NOTE: I use the term LLM rather than AI because intelligence, as currently understood, is a biological process — the capacity of a living system to perceive, adapt, and generate meaning from experience and within context. LLMs do none of these things; they predict statistically likely outputs from patterns in text. The term AI obscures that difference more than it illuminates it.
This week I started a guest role at a local university to develop the best use of LLMs for undergraduate students. The opportunity began as a late night debate on the threat of these new tools. The fear was that students would use it to cheat.
We covered 3 possible lines of attack:
- Ban – Outlaw LLMs (good luck with that),
- Regulate – Guide usage of LLMs through rules and procedures. For example, just as students must show their work in math, have them include the exact prompt they used as an addendum on all work. For testing, pivot from rote to aptitude assessment.
- Embrace – Lean into LLMs by incorporating them into classroom instruction as a kind of indefatigable grad student. Deploy them deliberately to guide the students in developing the essentials of critical thinking, writing, research, organizing thought, and creating thesis statements and interesting questions.
The third option was also directed at professors, who tend to be experts in their fields but not always in teaching. Academia is for research and exploration for their own sake. However, the art and science of guiding minds in the process of becoming is a completely distinct discipline. It used to be assumed that this development happened naturally in the rarefied gauntlet of university life. Now society has pivoted to helicopter parenting at all stages, and universities have followed suit, padding the rough edges that once chiseled the mind. The third approach, embrace, uses tech as a tool to liberate professors to focus on their expertise while scaffolding students in skills they need now and for a lifetime.
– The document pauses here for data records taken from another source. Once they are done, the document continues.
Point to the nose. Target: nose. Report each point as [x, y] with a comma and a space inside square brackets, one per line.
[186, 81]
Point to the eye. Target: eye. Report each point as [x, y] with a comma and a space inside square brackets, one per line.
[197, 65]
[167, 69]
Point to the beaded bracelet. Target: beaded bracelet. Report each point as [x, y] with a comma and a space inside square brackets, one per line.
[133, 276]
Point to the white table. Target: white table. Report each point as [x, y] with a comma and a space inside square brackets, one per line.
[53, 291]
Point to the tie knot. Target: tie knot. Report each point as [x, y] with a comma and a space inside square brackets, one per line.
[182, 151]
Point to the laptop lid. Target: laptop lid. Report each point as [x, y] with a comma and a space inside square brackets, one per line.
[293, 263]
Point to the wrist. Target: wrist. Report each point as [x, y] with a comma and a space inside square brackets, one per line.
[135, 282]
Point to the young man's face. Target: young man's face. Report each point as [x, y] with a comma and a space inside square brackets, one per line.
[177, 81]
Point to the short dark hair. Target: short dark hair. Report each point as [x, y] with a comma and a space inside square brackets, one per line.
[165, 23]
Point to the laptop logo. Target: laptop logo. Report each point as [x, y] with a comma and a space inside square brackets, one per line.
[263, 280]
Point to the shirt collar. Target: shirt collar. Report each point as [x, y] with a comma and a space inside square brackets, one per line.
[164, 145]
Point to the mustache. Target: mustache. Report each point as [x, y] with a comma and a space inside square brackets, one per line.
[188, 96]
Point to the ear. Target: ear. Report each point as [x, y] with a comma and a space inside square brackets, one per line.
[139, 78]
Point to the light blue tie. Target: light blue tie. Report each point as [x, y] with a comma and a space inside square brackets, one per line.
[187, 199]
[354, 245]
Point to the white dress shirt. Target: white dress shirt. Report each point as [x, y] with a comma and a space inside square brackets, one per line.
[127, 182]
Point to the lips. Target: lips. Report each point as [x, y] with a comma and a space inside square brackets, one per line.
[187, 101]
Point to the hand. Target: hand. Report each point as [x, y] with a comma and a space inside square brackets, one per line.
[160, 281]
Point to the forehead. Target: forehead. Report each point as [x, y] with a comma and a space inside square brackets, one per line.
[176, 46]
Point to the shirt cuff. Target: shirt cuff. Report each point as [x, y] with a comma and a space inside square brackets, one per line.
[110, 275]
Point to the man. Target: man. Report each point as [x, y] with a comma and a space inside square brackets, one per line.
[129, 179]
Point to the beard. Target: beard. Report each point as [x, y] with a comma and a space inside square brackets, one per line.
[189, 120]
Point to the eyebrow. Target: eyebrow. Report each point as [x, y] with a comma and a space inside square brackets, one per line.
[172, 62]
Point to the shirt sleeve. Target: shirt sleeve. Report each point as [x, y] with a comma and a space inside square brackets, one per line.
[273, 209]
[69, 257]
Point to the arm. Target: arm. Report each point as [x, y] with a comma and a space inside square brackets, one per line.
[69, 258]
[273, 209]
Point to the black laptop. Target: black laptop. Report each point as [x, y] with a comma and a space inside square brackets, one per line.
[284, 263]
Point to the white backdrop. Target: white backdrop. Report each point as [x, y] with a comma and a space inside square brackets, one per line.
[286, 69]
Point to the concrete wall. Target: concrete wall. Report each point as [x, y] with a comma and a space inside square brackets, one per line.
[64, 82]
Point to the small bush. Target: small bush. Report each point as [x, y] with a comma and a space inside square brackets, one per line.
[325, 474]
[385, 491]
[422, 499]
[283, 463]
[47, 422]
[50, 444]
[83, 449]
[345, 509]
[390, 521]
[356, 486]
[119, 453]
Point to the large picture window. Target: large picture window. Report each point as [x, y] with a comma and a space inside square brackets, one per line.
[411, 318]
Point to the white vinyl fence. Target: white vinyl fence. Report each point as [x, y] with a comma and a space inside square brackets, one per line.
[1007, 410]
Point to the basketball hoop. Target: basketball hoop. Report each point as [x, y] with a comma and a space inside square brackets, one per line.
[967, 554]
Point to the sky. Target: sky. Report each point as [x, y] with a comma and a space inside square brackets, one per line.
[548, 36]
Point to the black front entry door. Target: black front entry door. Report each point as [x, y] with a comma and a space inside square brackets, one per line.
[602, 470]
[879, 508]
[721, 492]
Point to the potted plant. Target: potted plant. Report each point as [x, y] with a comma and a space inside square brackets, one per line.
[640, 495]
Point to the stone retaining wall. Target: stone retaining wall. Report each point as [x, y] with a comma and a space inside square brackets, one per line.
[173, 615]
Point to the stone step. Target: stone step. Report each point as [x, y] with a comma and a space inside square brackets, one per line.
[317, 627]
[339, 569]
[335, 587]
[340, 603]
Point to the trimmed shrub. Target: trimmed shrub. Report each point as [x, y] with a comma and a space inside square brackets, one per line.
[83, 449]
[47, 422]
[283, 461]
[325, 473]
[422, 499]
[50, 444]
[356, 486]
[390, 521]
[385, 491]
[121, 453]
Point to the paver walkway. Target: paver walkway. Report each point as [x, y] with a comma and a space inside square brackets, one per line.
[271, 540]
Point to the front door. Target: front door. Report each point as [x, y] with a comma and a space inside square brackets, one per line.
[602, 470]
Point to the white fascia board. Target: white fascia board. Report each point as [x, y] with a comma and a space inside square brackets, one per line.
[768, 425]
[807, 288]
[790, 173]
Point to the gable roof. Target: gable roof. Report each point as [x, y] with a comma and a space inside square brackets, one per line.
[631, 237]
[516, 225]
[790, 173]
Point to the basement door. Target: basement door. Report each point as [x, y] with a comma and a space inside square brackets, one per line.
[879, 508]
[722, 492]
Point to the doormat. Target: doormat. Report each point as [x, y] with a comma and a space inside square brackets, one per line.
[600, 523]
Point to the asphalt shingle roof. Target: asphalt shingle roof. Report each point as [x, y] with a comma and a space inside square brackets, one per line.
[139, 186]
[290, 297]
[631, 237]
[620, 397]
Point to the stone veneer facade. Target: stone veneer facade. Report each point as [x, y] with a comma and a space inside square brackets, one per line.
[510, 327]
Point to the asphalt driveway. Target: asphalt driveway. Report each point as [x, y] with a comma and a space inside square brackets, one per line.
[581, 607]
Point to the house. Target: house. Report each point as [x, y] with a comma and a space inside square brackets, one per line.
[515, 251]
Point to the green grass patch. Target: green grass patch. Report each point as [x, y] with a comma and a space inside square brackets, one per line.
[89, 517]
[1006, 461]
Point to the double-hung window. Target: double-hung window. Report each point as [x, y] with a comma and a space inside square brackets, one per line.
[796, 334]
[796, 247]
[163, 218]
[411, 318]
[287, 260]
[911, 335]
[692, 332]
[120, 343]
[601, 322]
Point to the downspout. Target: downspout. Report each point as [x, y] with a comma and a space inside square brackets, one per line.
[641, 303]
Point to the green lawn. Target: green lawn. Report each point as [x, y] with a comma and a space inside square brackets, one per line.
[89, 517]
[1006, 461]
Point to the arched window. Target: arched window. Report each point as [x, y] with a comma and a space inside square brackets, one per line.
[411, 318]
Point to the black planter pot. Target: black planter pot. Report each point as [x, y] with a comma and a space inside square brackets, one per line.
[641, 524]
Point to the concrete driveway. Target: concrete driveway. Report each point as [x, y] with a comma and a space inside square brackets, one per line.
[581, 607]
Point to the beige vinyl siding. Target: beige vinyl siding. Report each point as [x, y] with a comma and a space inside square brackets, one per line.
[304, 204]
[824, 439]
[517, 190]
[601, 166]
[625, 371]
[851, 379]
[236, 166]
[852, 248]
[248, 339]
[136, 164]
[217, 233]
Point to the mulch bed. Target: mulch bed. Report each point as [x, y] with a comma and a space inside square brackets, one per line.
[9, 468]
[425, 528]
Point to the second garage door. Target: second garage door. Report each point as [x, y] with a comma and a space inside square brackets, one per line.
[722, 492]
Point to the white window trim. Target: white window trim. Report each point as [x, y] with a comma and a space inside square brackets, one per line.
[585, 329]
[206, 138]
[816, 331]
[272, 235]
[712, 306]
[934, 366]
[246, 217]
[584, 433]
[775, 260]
I drafted the scaffolding: policy, training, and student onboarding. Included were suggestions on how to adjust testing, assign and grade homework, and deliver on the promise of using LLMs to develop critical thinking in the classroom. I created a process to guide students in the prompts for research, organizing data, and writing basic essay formats. It was thorough and included using LLMs to adapt my framework to develop their own living individual voice and writing guide.
On the first day, I arrived ready to present the framework I’d built. Instead, I was told to interview the students. At first, I thought it was just an exercise, so I asked neutral, open-ended questions about their use of LLMs. Their answers shook me.

They were already disillusioned. Relying on LLMs for everything, they felt they had lost the ability to write at all. LLMs produced passable work, but it was generic, void of their soul. They were trapped in a cycle. Already the university was at the mercy of a single voice, not Skynet but something worse: mediocrity. I hadn’t expected their insight or visceral distaste for the shortcut. I had underestimated them, just like the university had. They were not in danger of using LLMs to cheat; they were in danger of being erased.
Undergraduate years are when students must forge their voice, their ability to argue, to defend, and to build worthy concepts. It’s where curiosity and personality take shape, forming the foundations of a rewarding life. Failing now means they will likely never develop these skills later. The professional world assumes you’ve already honed your capacity and are ready to produce more. What was a shortcut temptation at university becomes an expected tool for productivity. If they can’t think conceptually, why hire them at all? LLMs can already do the rest.
Even as I built the approach for professors, I was thinking of the students. I knew the real danger of treating LLMs as a shortcut. Without a deliberate structure for critical thinking, expressive dexterity, and original voice, the students would pay the highest price. What I hadn’t expected was that they already knew and resented it.
The students expressed a helpless ennui, wanting authenticity but finding relying on LLMs a pull too strong to resist.
So, in addition to the work above, I developed a process for the students themselves. I built an adaptive process for creating a self-authored style sheet: a way to prompt both students and LLMs to develop and honor their cognitive identity and voice. Rather than doing the work for them, LLMs could scaffold their growth, with the student interjecting at crucial, strategic points. LLMs would do the heavy lifting, freeing them to climb higher, faster.
It isn’t foolproof, it isn’t meant to be. Caging people or forbidding tools never works. This is for those who take responsibility for their own development. It lets them use LLMs to enhance, not surrender, their soul. Much more remains. The real work is learning how to deploy LLMs for personal growth. The lure of this tool is its radical productivity. But that goal alone is quantity over quality, a dead ocean of mediocrity. The point of any tool is to serve us, not replace us.